Высшая реальность для Пушкина — душа поэта. Это самое живое. Мне кажется, у Пушкина был особый дар, подобный (хоть и противоположный) дару царя Мидаса. Он знал, что всё, чего он, поэт, коснётся, превратится в золото поэзии — и засияет сиянием жизни. (Прикосновение Мидаса превращало всё в холодное золото.) Дар жизни — в самом поэте. Всё, что он воссоздаст, будет живым и правдоподобным. Как Творец, он вдыхает во всё живую душу.

Пушкин ворвался в нашу литературу, как свежий ветер, “как вихорь, роющий поля, ломающий леса”, потому что он был живым дыханием жизни.

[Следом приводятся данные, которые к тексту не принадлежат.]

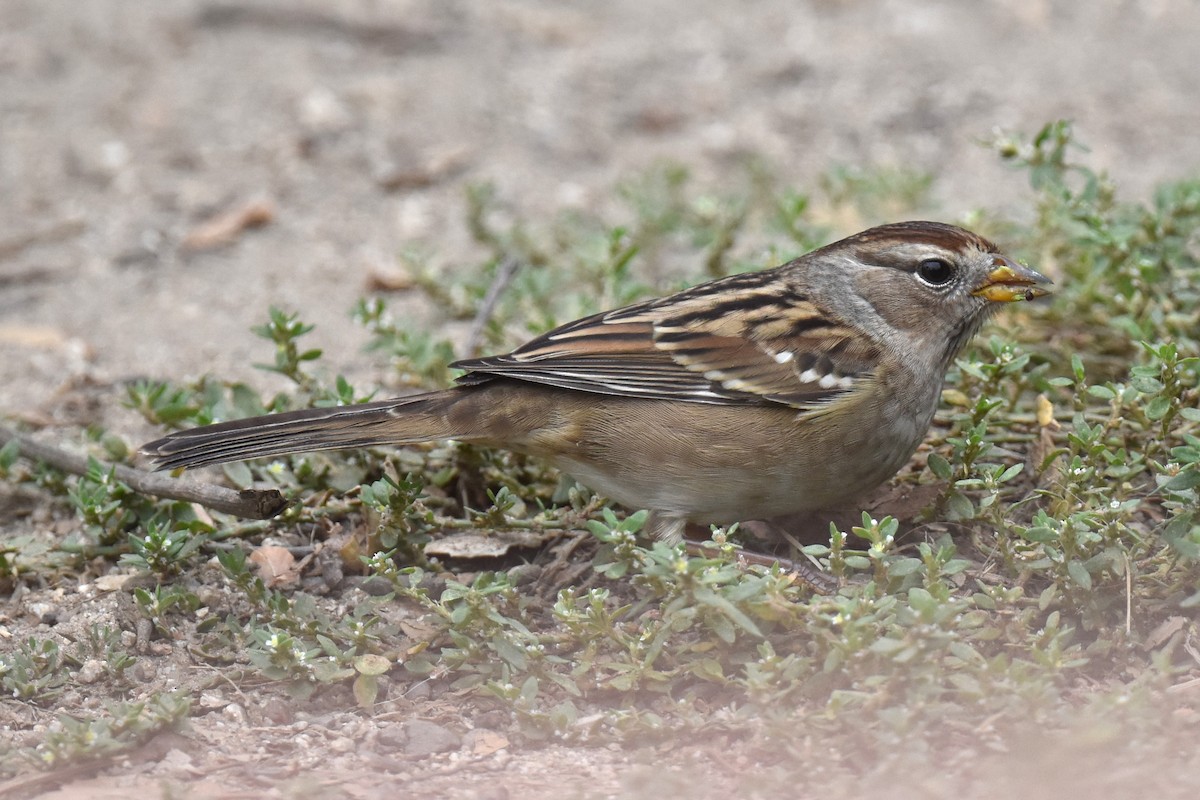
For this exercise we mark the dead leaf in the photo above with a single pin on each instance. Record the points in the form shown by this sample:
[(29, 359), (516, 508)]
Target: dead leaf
[(1045, 413), (483, 741), (276, 565), (225, 228), (472, 545)]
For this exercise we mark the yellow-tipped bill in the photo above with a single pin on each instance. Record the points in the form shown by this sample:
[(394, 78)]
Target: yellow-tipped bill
[(1011, 282)]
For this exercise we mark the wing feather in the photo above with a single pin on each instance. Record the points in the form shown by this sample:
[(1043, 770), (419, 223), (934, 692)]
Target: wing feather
[(741, 340)]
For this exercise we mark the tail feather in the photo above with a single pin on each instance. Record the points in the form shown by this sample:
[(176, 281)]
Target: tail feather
[(406, 420)]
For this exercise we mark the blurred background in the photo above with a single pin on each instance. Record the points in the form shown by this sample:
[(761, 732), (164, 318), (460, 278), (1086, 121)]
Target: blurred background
[(168, 169)]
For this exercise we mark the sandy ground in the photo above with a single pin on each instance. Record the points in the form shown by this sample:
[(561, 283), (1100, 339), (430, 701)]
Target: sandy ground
[(125, 126)]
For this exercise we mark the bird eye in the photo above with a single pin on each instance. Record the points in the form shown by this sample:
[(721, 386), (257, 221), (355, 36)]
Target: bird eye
[(935, 271)]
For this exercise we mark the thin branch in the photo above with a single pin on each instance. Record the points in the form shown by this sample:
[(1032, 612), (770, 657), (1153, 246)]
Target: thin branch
[(504, 274), (255, 504)]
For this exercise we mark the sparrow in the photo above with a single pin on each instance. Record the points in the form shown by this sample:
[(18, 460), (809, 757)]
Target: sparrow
[(754, 396)]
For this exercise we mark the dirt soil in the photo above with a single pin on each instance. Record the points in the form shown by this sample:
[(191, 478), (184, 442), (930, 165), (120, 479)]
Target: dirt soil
[(168, 169)]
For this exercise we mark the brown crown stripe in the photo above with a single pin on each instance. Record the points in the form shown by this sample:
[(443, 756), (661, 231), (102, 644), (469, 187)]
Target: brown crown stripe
[(925, 233)]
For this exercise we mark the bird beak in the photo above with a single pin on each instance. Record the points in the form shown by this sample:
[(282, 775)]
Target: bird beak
[(1009, 282)]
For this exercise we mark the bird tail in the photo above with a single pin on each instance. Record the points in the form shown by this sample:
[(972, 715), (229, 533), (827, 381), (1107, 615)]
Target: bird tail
[(406, 420)]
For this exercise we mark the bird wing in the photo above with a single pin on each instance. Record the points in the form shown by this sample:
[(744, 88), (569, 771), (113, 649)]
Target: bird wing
[(741, 340)]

С этим нашим ощущением Пушкина сопряжено ещё и то, что он всегда “всем на удивление — нов, свеж, своевремен и интересен”. С ним говорит Андрей Синявский: “…Всегда связано чувство физического присутствия, которое он производит под маркой доброго знакомого, нашего с вами круга и сорта, всем доступного, с каждым встречавшегося, ещё вчера здесь рассыпавшего свой мелкий бисер. Его появление в виде частного лица, которое ни от кого не зависит и никого не представляет, а разгуливает само по себе, заговаривая с читателем прямо на бульваре: «Здравствуйте, я — Пушкин», — было как гром с ясного неба после всех околичностей, чинов и должностей восемнадцатого столетия” (Терц А. Прогулки с Пушкиным. СПб., 1993. С. 86).

Мне представляется, что и в литературоведенье это “частное лицо” очень трудно зачислить по табели о рангах в классицизм, сентиментализм, романтизм и даже любезный нам реализм.

Рыцари Парнасских гор стремились в организованные когорты (сиенские романтики или Озёрная школа, байронисты, сентименталисты, стройная гвардия классицизма). Им он тоже предстаёт в виде частного лица. Одних он почитает, над другими подшучивает; пробует их методы и приёмы, но сам вовсе не торопится вступить в объединённый отряд.

Таков он во всём. Сочиняя сказки, он не стал фольклористом, подобным братьям Гримм или Шарлю Перро. Он не входит в сказку, а словно стоит в стороне, любуется ею. Показывает, как хороши эти народно-поэтические словеса: “жили-были старик со старухой”, “белка песенки поёт”, “ветер по морю гуляет”. Он любуется ими и при этом излагает и в «Золотом петушке», и в «Сказке о рыбаке и рыбке» свои серьёзные, совсем не сказочные мысли.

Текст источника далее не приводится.